Philip’s exasperation increased. People in ordinary life did not ask such questions. But since, such a question was asked, it deserved its answer.
“Bored with you,” he said. “I am sorry, but there it is; bored with you.”
“Thanks,” said Evelyn. “And now, if you won’t be bored with me, do get back and stand for ten minutes more. I won’t ask for longer than that. I just want—ah, that’s right, stop like that.”
Philip, as recommended, “stopped like that,” with a mixture of amusement and annoyance in his mind. Evelyn was the most unaccountable fellow; sometimes, if you but just rapped him on the knuckles, he would call out that you had dealt a deathstroke at him; at other times, as now, you might give him the most violent slap in the face, and he would treat it like a piece of thistledown that floated by him. Of one thing, anyhow, one could be certain, he would never pretend to feel an emotion that he did not feel; he would, that is to say, never pump up indignation, and, on the other hand, if he felt anything keenly, he might be trusted to scream. Philip, therefore, as he “stopped like that,” had the choice of two conclusions open to him. The one was that Evelyn felt the same antipathy to Madge as Madge apparently felt for him. The other was that he did not believe Madge had said what he had reported her to have said. But neither conclusion was very consoling; the second because, though all men are liars, they do not like the recognition of this fact, especially if they have spoken truly.

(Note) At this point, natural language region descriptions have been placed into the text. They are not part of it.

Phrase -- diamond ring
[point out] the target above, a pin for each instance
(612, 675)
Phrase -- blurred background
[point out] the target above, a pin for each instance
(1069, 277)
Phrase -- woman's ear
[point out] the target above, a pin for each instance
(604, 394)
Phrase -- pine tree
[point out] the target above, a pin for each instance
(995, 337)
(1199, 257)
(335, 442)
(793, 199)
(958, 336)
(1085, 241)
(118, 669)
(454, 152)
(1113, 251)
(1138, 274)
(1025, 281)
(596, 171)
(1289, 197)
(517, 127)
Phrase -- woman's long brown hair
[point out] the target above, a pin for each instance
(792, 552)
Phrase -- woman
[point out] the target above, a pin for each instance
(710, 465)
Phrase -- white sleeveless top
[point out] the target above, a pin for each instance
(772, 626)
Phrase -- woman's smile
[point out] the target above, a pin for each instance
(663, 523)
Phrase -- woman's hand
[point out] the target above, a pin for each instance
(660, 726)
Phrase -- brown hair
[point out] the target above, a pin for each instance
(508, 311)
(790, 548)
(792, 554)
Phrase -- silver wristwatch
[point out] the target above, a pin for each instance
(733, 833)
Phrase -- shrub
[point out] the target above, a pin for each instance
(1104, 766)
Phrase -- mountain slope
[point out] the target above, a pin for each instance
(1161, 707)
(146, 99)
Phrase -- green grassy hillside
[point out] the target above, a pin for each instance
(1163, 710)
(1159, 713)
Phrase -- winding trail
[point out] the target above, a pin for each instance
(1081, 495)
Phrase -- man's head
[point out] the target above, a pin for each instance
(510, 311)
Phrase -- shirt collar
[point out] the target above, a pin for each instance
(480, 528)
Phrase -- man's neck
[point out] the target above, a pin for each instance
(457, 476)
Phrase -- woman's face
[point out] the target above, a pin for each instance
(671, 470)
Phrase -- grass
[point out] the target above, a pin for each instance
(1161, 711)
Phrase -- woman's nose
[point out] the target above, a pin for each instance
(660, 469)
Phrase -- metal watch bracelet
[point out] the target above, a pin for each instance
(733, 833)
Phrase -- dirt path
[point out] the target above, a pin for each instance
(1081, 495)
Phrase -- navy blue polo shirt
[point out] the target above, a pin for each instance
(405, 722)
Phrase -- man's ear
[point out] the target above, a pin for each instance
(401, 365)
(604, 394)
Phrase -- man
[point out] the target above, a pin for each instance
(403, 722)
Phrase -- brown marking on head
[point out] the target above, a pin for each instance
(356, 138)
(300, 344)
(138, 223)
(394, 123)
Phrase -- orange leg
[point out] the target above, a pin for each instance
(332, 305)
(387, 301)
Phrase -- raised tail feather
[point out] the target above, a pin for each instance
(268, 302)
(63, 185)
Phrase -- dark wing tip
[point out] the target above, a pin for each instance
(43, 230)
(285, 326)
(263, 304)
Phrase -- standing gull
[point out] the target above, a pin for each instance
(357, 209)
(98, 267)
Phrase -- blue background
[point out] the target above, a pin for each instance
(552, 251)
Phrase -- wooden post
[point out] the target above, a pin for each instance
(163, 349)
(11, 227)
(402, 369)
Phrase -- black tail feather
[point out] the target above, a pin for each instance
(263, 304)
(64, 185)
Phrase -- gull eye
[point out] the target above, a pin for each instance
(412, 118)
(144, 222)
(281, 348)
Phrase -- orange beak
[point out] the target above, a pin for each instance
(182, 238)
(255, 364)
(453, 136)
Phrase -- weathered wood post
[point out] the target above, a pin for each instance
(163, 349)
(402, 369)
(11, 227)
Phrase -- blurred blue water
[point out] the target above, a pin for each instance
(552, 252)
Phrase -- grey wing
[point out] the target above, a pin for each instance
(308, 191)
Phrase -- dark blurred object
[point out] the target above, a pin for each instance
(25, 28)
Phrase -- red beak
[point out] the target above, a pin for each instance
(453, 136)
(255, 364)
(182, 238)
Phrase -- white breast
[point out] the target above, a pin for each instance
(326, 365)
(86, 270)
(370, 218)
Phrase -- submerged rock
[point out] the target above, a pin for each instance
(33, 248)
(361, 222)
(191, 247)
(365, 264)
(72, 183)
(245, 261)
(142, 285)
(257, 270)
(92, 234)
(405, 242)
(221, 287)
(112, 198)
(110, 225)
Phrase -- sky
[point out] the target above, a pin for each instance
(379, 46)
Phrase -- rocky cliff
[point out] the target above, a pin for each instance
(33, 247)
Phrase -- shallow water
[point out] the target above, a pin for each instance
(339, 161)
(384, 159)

Yet the other choice was even less satisfactory, for he himself did not believe that Evelyn was bored by Madge; nor, if he pressed the matter home, did he really believe that Madge was bored by Evelyn. She had said so, it is true, and he had therefore accepted it. But it did not seem somehow likely; down at Pangbourne they had been the best of friends, and they had been the best of friends, too, since. Yet—and here the door was again slammed on the unreal Philip—yet she had said it, and that was enough.